Bu sebeple: Belediyelerin yaptığı ihaleler mutlaka yakından izlenmeli ve Belediye meclis üyeleriyle kesinlikle iş ilişkisinde bulunulmamalıdır. Bu tip Meclis üyeleriyle kiralık araba ilişkileri olmamalı ve bu adamlar Belediye ihalelerine sokulmamalıdır. Bu tip çıkarcılar vatan, millet, Devlet ve kendi şehrinden ziyade şahsi çıkarları peşinde koştukları için kendi partisine de zarar veriyorlar.
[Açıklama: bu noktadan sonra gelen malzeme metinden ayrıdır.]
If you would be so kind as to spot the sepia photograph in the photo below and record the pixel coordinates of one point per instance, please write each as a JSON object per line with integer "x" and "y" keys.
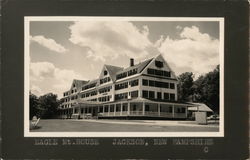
{"x": 124, "y": 77}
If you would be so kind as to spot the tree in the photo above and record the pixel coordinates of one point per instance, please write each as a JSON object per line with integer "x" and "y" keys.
{"x": 185, "y": 90}
{"x": 34, "y": 103}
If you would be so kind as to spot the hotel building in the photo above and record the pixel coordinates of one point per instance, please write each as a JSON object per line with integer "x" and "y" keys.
{"x": 144, "y": 90}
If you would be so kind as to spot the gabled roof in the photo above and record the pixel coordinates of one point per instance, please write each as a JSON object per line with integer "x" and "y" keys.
{"x": 113, "y": 70}
{"x": 79, "y": 83}
{"x": 140, "y": 66}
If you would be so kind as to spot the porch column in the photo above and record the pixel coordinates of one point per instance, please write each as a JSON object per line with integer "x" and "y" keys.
{"x": 73, "y": 112}
{"x": 186, "y": 110}
{"x": 121, "y": 109}
{"x": 114, "y": 109}
{"x": 173, "y": 110}
{"x": 108, "y": 110}
{"x": 143, "y": 108}
{"x": 128, "y": 108}
{"x": 159, "y": 109}
{"x": 92, "y": 110}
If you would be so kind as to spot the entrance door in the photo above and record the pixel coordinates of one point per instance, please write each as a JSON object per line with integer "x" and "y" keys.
{"x": 95, "y": 111}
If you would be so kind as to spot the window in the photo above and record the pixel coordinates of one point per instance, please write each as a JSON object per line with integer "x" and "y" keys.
{"x": 105, "y": 89}
{"x": 134, "y": 94}
{"x": 183, "y": 110}
{"x": 166, "y": 96}
{"x": 121, "y": 75}
{"x": 151, "y": 83}
{"x": 172, "y": 86}
{"x": 145, "y": 82}
{"x": 124, "y": 107}
{"x": 158, "y": 95}
{"x": 121, "y": 86}
{"x": 165, "y": 85}
{"x": 151, "y": 94}
{"x": 105, "y": 80}
{"x": 101, "y": 109}
{"x": 105, "y": 73}
{"x": 121, "y": 96}
{"x": 118, "y": 107}
{"x": 172, "y": 97}
{"x": 158, "y": 72}
{"x": 112, "y": 107}
{"x": 159, "y": 64}
{"x": 134, "y": 83}
{"x": 166, "y": 74}
{"x": 89, "y": 86}
{"x": 145, "y": 94}
{"x": 106, "y": 109}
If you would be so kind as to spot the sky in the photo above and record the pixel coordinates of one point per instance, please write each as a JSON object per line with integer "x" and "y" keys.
{"x": 61, "y": 51}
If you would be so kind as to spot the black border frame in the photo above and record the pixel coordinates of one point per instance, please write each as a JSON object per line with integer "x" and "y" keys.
{"x": 234, "y": 145}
Bu tip adamların ana prensibi: Önce vatan değil, önce şahsi çıkar olduğu için maalesef sadece mensup olduğu partisinin değil, ülkesinin de yüz karalarıdırlar...! Vatanın Milletin ve mensup olduğu ilin çıkarlarından ziyade kendi çıkarını, hısım akraba ve eş dost çıkarını gözetenleri tanımak hiç de zor değildir. Yeter ki, birileri bu tip asalakları tanımak ve bilmek istesin(!) Tabi böyle yazdığımız için birileri bize kızıyor ve hatta köpürüyorlar.! Çünkü tarif kendilerine tıpa tıp uyuyor ve adeta kahramanımızı(!) işaret ediyor da ondan..

Meşhur bir filozofa sormuşlar; Herkesin sahip olmak istediği servet senin ayaklarının altında olduğu halde siz neden fakirsiniz? Namus ve iffet sahibi filozof sakin ve vakur biçimde cevap verir: o servete sahip olmak için eğilmek lâzım da ondan…! (V.Hugo) Milletvekili sıralamalarında, Belediye Meclis üyeleri sıralamasında ve Başkan tercihlerinde madde karşısında eğilmeyen, bükülmeyen şahsiyetler tercih edilirse hem ülkemiz muasırlaşır ve hem de şehirlerimiz çağdaş bir görünüme kavuşur. Böylece çarpık şehirleşmenin de önüne geçilmiş olunur.

Milletvekili, Belediye Başkanı veya Belediye Meclisi üyelerinden bazı uyanıklar çıkarları uğruna memleketini ve şehrini paspas edip, gerçekleri görmekten ve söylemekten imtina edebilirler. Doğrulardan ödün vererek büyük servetler kazanabilirler. Ama Unutulmamalıdır ki, saygınlıkları, şeref ve namusları da milletin ayakları altında bir anda paspas olabilir

Unutulmasın ki, yeterli bir eğitim görmeden ve kendini yeterli derecede yetiştirmeyen kişiler önemli bir mevkiye getirilirlerse, kısa zamanda ne oldum

delisi olurlar. Meşhur bir atasözümüz vardır: ‘’Köpeğe gem vurma, kendini at sanır…’’02.10.2019 Blk.